Zum Schutz vor einer möglichen Ansteckung mit dem Coronavirus hatte die Bundesregierung die Pflicht zum Arbeiten im Homeoffice eingeführt. Diese längst nicht für jeden Beruf praktikable Lösung endet am Mittwoch (30.06.2021). Was das bedeutet, erklärt die Arbeitsrechtlerin Xenia Verspohl.

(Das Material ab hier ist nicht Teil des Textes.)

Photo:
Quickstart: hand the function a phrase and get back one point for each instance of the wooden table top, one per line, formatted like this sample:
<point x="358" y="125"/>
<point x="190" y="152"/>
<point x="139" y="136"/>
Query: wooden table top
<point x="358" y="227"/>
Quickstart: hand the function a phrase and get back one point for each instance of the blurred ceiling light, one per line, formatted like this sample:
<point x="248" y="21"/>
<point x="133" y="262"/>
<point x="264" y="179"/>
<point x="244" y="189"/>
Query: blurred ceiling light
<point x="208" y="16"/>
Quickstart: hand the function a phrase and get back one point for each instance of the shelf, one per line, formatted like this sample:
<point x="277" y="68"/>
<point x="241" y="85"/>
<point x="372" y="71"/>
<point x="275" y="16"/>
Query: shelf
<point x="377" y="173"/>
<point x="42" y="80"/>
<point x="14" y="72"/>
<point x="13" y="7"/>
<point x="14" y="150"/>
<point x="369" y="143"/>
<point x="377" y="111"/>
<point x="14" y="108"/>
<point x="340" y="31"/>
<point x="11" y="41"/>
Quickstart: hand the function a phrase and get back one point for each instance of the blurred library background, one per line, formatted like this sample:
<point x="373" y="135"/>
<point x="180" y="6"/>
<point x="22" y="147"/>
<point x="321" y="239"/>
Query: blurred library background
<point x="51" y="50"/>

Viele, die jetzt lange Zeit von zu Hause aus gearbeitet haben, kehren am Donnerstag (1. Juli 2021) zurück ins Büro. Nach teilweise mehr als einem Jahr im Homeoffice haben sich längst nicht alle Menschen an die Telearbeit gewöhnt. Neuere Studien zeigen, dass viele Arbeitnehmer*innen das Homeoffice gar nicht gut finden. So beklagen 36 Prozent in einer Dekra-Befragung durch Forsa gesundheitliche Probleme durch die nicht ergonomische Ausstattung am heimischen Schreibtisch. Weitere Probleme sind die nicht immer geregelten Arbeitszeiten und die fehlende Kommunikation mit den Vorgesetzten.

Kein Recht auf Arbeit im Homeoffice

Aber es gibt auch Menschen, die den heimischen Schreibtisch als Arbeitsplatz gar nicht mehr aufgeben wollen. Ein Recht auf das Arbeiten im Homeoffice gibt es nach dem Wegfall der Regelung nicht. Arbeitsrechtlerin Xenia Verspohl erklärt, dass man eine Homeoffice-Pflicht nicht erzwingen kann.

"Es ist grundsätzlich so, dass man eine Homeoffice-Tätigkeit nicht einseitig erzwingen kann."
Xenia Verspohl, Rechtsanwältin mit Schwerpunkt Arbeitsrecht

Die Wohnung ist durch das Grundgesetz in Artikel 13 besonders geschützt. Das gilt zum Schutz des Arbeitnehmers. Arbeitgeberinnen und Arbeitgeber können nicht vorgeben, dass wir zu Hause arbeiten müssen. Aber es kann eine Rückkehr ins Büro eingefordert werden, sagt Xenia Verspohl. Sie rät, Regelungen zum Arbeiten im Homeoffice in einem Arbeitsvertrag festzuhalten – darauf könne man sich später immer berufen.

"Umgekehrt gilt auch: Ein Recht auf eine Tätigkeit im Homeoffice besteht nach Wegfall der gesetzlichen Regelung nicht mehr."
Xenia Verspohl, Rechtsanwältin mit Schwerpunkt Arbeitsrecht

Häufig werde in jüngster Zeit unter Arbeitsrechtler*innen diskutiert, ob das Gewohnheitsrecht greift, berichtet Xenia Verspohl weiter. Man könne das zwar einerseits ganz gut vertreten, sagt die Juristin, andererseits sei aber auch von Anfang an klar gewesen, dass die Homeoffice-Pflicht – pandemiebedingt – eine Regelung auf absehbare Zeit gewesen sei.

Mögliche vierte Welle im Herbst

Im Hinblick auf eine mögliche vierte Welle im Herbst weist die Juristin darauf hin, dass eine verbindliche Regelung zum Homeoffice auch wieder in Kraft treten kann. Noch besser sei es aber, jetzt verbindliche Regelungen zu finden, beispielsweise durch eine Zusatzvereinbarung. Diese könne auch an Corona und bestimmte Inzidenzen geknüft sein. Am besten sei es, dies vor dem Herbst zu tun, so die Juristin, bevor eine mögliche vierte Welle kommt.

"Wir raten beiden Seiten dazu, die Homeoffice-Regelung rechtlich auf eine saubere Grundlage zu stellen."